With the help of his teammates, Anton realizes his mistakes and returns to "Hydro-Air." Later, an international team, the "Black Buffalos," arrives in the Soviet Union for a match. Representing the USSR team, Anton valiantly defends the goal. In the final moments of the game, the "Black Buffalos" are awarded a penalty kick, but Anton not only saves it but also sprints to the opposing goal and scores the winning goal.

== Cast ==
- Grigory Pluzhnik as Anton Kandidov
- Tatyana Guretskaya as Grusha
- Lyudmila Glazova as Nastya, lab technician
- Anatoliy Goryunov as Karasik, an engineer
- Valeri Solovtsov as Bukhvostov, captain of 'Gidraer' (Hydro-Air) football club
- Yakov Gudkin as Foma, 'Gidraer' inside forward
- Vladimir Kryuger as Tsvetochkin, captain of FC 'Torpedo'
- German Erazmus as Redhead, 'Torpedo' inside forward
- Fyodor Kurikhin as 'Gidraer' supporter
- Konstantin Shchegotsky, Anton Idzkovsky, Makar Goncharenko as cameo

== Criticism ==
The film was first reviewed in the Soviet magazine "Iskustvo kino" for 1937 where I.Berezark was complimentary about it for the movie director S.Timoshenko who in his opinion risked in this genre of comedy.

In 1964, a cinema critic Rostislav Yurenev considered the film to be one of the best film comedies of S. Timoshenko. At the same time, he believed that the image of the goalkeeper was outlined schematically. “The schematic nature of the central image threatened to decisively affect the comedy quality of the film “The Goalkeeper,” the critic wrote, “but, fortunately, against the will of the authors, the figure of engineer Karasik was in the center of attention of the audience. The actor A. Goryunov with great warmth showed a fat, bald, clumsy, but kind and talented person”.

The film is mentioned in the Axel Vartanyan's annals for the year of 1937. Mr. Vartanyan stated that its showing in the beginning of the 1937 football season in the Soviet Union was in a way start of it. Vartanyan points that "the critics, fierce from long abstinence, pounced on the unfortunate victim with the cruelty of piranhas, exposing the skeleton in a matter of minutes." In mid-December 1936, a public screening of the film took place at the Moscow Cinema House, and in early January it was released on all-Union screens. Critics greeted the film with poorly concealed irritation. The successes included the acting of individual actors, the music of composer Dunaevsky, and the football scenes, which is natural considering that the masters of Kyiv's Dynamo participated in them.
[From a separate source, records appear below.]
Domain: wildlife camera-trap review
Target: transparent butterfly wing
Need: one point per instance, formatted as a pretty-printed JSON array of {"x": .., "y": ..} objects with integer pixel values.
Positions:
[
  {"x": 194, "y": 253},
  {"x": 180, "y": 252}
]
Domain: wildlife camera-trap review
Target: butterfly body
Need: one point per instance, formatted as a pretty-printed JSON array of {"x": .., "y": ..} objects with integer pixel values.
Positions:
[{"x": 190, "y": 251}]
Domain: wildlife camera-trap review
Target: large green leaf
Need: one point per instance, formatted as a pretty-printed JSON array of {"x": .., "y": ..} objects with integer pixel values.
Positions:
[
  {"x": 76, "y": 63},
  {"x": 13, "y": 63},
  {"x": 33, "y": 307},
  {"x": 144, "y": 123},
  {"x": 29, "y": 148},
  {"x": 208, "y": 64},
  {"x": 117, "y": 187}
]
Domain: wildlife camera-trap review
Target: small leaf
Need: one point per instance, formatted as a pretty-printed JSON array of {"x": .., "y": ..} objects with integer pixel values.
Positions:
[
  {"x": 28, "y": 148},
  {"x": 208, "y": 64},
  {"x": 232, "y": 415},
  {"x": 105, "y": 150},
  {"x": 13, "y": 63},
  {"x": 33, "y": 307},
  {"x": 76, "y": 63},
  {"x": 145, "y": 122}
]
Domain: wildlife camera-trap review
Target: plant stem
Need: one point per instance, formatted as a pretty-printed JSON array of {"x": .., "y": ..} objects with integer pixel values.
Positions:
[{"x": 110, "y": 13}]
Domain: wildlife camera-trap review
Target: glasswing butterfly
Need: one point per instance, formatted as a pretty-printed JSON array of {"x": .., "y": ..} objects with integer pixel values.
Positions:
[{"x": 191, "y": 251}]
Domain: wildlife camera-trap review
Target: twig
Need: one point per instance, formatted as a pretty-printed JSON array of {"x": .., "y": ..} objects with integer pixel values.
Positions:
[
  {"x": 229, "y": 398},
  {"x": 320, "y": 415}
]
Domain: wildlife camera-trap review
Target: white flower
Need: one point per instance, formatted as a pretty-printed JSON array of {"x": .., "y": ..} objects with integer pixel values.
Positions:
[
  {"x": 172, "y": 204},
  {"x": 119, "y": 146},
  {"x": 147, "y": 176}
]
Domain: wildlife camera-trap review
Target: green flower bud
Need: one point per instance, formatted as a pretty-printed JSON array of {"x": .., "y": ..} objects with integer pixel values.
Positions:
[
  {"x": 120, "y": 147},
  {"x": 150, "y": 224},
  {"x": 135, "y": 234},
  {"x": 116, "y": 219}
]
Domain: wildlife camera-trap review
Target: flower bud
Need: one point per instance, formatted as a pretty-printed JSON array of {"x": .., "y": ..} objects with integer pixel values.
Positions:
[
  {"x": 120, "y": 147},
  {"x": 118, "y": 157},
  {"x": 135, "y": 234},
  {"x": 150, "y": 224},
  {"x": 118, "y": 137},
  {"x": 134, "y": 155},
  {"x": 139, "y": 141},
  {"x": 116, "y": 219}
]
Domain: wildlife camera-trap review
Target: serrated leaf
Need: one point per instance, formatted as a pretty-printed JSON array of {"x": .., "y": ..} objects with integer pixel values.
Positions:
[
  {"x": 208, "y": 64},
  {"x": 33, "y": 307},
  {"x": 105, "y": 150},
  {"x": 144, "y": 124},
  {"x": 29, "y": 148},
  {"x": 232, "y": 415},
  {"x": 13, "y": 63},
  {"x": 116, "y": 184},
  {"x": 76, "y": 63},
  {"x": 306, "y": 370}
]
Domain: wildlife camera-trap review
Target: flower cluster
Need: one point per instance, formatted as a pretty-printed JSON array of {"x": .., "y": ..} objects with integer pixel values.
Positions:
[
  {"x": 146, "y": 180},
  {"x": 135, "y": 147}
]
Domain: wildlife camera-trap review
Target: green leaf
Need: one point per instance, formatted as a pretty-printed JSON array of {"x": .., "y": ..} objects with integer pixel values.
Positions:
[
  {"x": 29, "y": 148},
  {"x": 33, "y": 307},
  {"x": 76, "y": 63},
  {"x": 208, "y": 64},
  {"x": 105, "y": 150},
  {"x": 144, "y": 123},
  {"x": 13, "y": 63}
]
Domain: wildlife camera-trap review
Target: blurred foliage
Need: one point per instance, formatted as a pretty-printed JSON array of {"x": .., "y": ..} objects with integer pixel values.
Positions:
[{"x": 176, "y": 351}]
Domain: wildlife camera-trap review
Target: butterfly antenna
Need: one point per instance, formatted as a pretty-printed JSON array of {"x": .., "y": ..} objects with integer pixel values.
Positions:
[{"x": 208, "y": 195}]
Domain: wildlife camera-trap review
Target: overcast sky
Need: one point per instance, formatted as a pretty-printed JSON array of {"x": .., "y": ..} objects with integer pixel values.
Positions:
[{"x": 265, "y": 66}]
In 1937 one of the critics Tsvainik (in "Krasny Sport" newspaper) wrote: "Alas, the film did not live up to expectations... "The Goalkeeper" is easily broken into two parts. The first part is quite successful filming of football competitions, which are watched with great interest. The second part is love and the inevitable re-education of the heroes, carried out by the director with incomprehensible haste... The director, who took on the production of a sports film, considers sports as a background against which he begins to develop trivial love affairs... and if it were not for the harsh necessity - sports would be forgotten... In order to cause laughter in the audience, there is no need to force the actor to protect the goal of his team with an inconveniently named part of the body... "The Goalkeeper" is far from a masterpiece."
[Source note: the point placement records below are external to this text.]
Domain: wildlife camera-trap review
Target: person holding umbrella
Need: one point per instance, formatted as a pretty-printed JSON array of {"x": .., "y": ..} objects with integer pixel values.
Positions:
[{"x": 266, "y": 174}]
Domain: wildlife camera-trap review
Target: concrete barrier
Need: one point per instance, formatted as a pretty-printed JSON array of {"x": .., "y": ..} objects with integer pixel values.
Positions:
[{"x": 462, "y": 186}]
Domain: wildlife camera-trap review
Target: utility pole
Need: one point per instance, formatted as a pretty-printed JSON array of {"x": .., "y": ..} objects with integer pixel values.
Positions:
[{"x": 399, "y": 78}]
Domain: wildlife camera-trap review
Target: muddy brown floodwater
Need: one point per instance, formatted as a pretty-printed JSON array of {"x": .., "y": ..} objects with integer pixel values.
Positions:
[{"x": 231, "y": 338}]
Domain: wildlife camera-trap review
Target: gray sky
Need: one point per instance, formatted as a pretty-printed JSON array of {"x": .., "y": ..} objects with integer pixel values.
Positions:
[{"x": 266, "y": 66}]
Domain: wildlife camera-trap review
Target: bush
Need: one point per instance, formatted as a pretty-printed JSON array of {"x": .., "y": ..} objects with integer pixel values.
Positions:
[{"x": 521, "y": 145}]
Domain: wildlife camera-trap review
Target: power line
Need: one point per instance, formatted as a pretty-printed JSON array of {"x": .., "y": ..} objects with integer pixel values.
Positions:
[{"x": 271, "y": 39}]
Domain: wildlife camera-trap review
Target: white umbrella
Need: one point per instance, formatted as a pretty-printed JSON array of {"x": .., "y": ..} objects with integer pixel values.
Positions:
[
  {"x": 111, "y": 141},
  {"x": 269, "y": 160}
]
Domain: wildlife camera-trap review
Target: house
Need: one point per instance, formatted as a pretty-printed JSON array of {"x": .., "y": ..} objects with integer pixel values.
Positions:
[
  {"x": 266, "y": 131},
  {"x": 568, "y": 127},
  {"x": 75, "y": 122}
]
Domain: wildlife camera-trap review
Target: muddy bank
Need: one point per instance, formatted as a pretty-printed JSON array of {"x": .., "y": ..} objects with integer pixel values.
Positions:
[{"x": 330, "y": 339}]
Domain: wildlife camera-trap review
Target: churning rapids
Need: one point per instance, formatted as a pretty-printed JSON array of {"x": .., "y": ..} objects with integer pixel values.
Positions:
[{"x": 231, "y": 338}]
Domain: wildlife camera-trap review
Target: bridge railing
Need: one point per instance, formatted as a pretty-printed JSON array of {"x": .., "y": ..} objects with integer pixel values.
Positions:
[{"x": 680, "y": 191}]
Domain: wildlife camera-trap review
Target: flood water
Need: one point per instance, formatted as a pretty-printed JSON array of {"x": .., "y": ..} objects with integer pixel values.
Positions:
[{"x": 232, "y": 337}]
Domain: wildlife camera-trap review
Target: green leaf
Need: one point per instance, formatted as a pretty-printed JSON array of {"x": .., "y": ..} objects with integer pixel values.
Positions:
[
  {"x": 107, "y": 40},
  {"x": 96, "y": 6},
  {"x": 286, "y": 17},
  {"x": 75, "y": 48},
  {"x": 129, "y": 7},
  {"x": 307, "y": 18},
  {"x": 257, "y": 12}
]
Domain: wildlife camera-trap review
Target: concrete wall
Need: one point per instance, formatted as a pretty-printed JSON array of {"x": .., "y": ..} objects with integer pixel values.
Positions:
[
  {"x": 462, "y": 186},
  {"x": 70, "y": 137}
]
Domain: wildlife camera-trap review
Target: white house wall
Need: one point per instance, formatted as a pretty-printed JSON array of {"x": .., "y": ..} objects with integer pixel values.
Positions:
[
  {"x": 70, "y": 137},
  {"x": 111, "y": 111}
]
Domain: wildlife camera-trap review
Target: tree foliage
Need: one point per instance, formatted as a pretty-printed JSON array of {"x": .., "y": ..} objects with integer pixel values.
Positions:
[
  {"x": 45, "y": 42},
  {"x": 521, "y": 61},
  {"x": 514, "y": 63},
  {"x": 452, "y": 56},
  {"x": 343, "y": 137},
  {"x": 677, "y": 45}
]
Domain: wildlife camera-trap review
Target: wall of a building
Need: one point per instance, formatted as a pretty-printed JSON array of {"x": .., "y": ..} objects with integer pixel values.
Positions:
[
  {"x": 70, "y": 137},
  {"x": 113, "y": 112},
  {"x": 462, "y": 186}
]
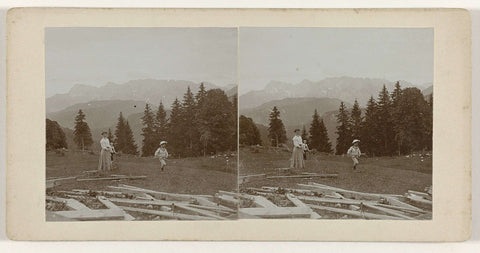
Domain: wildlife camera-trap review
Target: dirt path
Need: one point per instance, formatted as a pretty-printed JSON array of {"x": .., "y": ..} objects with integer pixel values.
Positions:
[
  {"x": 375, "y": 174},
  {"x": 189, "y": 176}
]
Another critic Belyayev (in "Spartak" newspaper from Leningrad) wrote: "The story of the Volga region native Anton Kandidov... is boring, uninteresting. The primitive plot, tacked on with white thread to good sports footage, is watched by the viewer with indifference. The film is too neat, the excess of sun, beautiful landscapes and happy faces (without the slightest trace of thought on them) leaves an imprint of unnaturalness on the whole film. The heroes of the film get all this too easily, and this causes mistrust." Having started with a lot of criticism, the author ends his review on a light note: "The football footage was shot brilliantly. They, in fact, save the film... On the whole, the film is watched with interest, Dunaevsky's music is cheerful and melodic. It's a pity that there is not enough of it. It is gratifying that sports themes are attracting more and more attention from our cinematography. Soviet sports have the right to this attention. But we need to make films more serious, better, more cultured."
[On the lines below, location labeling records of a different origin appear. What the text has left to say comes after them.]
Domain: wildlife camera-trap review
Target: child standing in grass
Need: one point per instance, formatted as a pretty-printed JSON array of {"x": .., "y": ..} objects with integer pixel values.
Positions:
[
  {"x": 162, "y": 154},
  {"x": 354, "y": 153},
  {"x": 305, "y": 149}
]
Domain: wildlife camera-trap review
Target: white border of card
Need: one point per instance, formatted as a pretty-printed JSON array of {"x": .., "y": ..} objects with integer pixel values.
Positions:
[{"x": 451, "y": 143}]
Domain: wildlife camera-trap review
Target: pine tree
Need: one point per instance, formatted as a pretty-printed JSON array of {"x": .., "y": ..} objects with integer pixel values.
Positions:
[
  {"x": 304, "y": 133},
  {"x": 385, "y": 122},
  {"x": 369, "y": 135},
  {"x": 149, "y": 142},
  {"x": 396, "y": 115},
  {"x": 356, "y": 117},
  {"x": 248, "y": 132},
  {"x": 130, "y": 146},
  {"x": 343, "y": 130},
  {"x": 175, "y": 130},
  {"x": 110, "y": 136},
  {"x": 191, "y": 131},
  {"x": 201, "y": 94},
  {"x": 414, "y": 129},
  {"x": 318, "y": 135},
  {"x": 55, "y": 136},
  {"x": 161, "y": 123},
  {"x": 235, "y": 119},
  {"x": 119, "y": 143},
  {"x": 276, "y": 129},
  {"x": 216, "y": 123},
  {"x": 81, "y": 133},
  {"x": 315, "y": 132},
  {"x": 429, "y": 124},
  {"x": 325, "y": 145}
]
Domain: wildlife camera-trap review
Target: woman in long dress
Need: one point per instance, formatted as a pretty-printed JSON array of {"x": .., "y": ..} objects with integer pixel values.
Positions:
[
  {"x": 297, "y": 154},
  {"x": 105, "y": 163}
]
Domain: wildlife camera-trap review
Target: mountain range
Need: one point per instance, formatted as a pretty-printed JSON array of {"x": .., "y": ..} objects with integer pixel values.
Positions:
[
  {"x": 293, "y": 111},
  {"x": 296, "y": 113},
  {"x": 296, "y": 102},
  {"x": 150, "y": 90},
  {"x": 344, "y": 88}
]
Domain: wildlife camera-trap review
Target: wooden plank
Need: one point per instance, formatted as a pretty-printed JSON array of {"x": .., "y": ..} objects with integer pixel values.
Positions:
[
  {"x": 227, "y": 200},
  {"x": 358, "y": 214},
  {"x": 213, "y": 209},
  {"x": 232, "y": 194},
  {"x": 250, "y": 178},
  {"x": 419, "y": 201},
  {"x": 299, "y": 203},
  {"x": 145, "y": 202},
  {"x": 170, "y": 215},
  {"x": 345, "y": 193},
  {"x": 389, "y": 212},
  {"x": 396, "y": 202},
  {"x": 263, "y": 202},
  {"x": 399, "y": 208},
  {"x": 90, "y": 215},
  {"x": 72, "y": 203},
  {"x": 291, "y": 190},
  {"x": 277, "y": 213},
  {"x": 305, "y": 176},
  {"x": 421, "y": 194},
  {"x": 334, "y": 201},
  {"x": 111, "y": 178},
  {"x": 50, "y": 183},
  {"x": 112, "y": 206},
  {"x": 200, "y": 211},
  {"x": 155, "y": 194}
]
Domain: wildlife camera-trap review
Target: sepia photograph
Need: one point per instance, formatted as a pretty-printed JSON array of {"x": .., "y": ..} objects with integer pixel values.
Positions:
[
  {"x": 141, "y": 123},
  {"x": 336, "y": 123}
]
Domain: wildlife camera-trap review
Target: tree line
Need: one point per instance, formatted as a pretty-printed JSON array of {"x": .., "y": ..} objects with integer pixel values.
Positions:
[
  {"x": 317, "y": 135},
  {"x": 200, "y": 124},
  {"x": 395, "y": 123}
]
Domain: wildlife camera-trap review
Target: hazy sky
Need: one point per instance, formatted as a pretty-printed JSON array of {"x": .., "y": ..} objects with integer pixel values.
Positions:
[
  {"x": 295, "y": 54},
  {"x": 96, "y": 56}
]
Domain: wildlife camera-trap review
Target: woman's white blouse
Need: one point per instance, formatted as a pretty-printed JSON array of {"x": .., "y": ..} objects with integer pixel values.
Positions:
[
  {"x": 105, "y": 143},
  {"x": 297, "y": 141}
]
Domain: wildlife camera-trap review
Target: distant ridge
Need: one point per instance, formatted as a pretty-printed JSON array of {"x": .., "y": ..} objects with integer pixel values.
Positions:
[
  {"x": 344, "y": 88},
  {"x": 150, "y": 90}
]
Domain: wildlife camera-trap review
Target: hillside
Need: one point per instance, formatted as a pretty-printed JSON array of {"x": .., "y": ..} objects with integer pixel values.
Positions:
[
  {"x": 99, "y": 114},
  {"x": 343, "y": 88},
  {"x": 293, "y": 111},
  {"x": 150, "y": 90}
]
On the personal note, Axel Vartanyan stated: "The film is indeed light, naive, with a moral, the essence of which was expressed thirty years later by a character in Leonid Gaidai's famous comedy (Kidnapping, Caucasian Style) in a toast made especially for the capital's guest: let's drink to each of us, no matter how high we fly, never breaking away from the team. Neglect of this truth was the reason for the problems that arose in the main character, Anton Kandidov, in his personal life and sports. This made critics nervous, and the audience (they did not read the reviews or did not pay attention to them), as in the days of big football, stood in long lines for tickets. They were attracted by the exciting football matches, and, of course, the happy ending: the USSR national football team beat the best foreign professionals - the "Black Buffalos", and two loving hearts, having overcome obstacles, rushed towards each other.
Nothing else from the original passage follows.